We have a codebase at work that:
- Ingests (low) thousands of small files. Each of these input files contains about 50k “micro-items”
- These “micro-items” are then clustered together to find “macro-items”
- The “macro-items” become the input to a variety of other important business computations and analyses. These macro-items are the life-blood of our organization.
- Does all of this work using Apache’s Crunch library (which is backed by Hadoop)
It is true that some of these steps above are hard to do without Crunch. The “clustering problem" in particular is probably impossible to do strictly in-memory on one machine. There are just too many items that need to be considered in the clustering step.
You could also argue that we have so much data that any solution that isn't built for scale isn’t worth having.
That said, I feel like our code-base break SRP left and right. For example, the algorithms that parse raw input files cannot be easily separated from the Crunch “do it enmasse” classes. Meaning if I have just one input file I cannot parse it without running a full-scale Crunch job. Additionally, I cannot easily access or even test the “clustering algorithm” and the “important business computations”.

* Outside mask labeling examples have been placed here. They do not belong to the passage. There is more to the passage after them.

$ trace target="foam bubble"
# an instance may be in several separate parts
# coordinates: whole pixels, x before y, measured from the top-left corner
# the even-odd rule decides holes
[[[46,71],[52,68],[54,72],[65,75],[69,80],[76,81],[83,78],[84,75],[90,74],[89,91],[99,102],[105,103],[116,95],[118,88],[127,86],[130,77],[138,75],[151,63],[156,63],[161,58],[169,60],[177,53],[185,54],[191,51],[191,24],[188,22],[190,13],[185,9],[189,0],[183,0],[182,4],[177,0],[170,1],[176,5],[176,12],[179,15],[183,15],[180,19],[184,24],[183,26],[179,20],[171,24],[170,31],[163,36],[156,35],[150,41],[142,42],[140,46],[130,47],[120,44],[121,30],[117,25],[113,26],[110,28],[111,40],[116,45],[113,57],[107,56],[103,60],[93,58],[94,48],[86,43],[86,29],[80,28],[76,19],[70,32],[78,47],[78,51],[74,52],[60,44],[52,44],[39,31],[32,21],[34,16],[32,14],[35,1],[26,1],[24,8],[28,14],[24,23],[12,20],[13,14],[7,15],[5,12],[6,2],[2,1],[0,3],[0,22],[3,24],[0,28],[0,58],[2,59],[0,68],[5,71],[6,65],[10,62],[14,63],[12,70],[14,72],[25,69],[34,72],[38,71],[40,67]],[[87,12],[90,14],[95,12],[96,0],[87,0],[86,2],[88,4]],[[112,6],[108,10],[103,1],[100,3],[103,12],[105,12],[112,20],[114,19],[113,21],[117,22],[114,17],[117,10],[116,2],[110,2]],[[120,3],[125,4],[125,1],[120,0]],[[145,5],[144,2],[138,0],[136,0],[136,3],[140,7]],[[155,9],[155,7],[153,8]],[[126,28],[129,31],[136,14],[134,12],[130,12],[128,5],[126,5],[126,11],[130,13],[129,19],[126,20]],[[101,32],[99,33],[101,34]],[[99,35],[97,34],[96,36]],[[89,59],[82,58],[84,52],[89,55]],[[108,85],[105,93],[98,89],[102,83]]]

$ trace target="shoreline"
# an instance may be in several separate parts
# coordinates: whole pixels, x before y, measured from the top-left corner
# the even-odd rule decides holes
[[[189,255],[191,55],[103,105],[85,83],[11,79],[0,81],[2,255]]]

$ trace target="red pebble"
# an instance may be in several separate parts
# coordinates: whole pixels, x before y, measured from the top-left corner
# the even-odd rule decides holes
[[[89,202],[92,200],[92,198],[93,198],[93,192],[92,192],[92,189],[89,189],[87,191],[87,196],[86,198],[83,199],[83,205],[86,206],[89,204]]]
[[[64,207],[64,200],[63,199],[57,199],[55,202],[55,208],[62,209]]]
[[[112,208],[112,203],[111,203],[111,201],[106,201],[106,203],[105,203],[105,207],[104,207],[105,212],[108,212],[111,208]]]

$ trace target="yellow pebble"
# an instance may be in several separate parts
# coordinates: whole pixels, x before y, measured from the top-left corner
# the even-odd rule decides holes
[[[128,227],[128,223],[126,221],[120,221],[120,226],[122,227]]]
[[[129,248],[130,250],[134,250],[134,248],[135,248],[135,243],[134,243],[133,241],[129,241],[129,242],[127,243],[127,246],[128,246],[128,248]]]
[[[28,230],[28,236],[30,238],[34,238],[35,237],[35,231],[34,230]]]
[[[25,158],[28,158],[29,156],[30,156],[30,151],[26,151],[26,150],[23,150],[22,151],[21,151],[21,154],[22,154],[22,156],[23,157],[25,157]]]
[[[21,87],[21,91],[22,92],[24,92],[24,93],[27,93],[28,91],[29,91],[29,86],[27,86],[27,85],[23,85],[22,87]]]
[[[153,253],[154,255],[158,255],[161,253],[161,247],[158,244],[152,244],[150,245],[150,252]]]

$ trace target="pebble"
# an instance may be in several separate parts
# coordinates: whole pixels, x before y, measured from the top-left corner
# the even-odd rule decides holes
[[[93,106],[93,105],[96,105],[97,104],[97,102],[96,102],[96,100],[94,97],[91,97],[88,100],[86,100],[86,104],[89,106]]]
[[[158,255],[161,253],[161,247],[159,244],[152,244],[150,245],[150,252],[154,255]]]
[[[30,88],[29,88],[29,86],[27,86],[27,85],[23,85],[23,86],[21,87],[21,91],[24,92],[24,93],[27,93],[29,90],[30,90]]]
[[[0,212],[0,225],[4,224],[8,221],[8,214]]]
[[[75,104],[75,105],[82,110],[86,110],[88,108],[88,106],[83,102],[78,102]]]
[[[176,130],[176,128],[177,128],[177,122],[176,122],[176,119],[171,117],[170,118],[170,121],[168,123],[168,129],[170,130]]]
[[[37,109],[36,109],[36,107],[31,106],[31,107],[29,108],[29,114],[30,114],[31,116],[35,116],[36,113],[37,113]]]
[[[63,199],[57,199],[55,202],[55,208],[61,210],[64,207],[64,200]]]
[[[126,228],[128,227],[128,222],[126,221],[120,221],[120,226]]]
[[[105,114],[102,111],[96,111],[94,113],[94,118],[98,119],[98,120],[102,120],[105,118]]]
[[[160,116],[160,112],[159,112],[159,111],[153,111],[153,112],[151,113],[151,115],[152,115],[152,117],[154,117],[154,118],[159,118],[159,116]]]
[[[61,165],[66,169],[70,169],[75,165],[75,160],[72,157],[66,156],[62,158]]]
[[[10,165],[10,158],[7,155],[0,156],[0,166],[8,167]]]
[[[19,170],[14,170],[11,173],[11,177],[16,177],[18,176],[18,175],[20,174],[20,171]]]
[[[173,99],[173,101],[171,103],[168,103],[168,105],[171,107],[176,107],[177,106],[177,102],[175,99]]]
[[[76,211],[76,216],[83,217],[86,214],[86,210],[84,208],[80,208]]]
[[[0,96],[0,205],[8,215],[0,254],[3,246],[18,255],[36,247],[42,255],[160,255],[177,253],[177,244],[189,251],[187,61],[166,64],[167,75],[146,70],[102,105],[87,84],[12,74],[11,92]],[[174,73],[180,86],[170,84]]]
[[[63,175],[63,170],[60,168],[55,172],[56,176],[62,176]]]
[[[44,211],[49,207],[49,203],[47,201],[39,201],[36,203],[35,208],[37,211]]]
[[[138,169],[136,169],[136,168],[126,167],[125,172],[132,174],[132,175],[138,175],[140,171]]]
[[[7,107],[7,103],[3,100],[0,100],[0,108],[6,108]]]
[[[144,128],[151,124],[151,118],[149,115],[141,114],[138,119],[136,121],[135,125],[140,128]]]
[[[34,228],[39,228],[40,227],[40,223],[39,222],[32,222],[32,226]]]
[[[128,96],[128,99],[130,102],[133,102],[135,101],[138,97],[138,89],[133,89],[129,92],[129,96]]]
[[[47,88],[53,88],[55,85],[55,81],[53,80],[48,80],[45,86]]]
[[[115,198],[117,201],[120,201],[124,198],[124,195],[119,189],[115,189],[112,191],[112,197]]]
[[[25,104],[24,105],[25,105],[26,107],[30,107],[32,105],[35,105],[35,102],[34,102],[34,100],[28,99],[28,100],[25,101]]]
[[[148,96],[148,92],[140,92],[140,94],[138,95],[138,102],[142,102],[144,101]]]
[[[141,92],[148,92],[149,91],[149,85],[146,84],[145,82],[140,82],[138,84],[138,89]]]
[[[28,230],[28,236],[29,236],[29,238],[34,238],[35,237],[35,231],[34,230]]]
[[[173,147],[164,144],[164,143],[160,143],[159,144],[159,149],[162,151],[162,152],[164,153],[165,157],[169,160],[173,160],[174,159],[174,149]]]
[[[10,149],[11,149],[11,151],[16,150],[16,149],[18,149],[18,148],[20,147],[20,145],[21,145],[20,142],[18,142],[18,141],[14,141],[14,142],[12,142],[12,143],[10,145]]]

Is this a common problem in the big data space? Does SRP fly out the window when I have tons of data?
Is trying to separate this code base into two project A and B a reasonable goal? I am assuming Project (A) would define and properly test the parsing algorithms, the clustering logic, and the important business computation while project (B) would depend on project (A) and use Crunch to do all of these things at scale.
Part of the reason I want to advocate a strict separation is to vastly improve the testing on all the non-distributed computations. It is horrible when a distributed Crunch job fails and its hard to pin down why.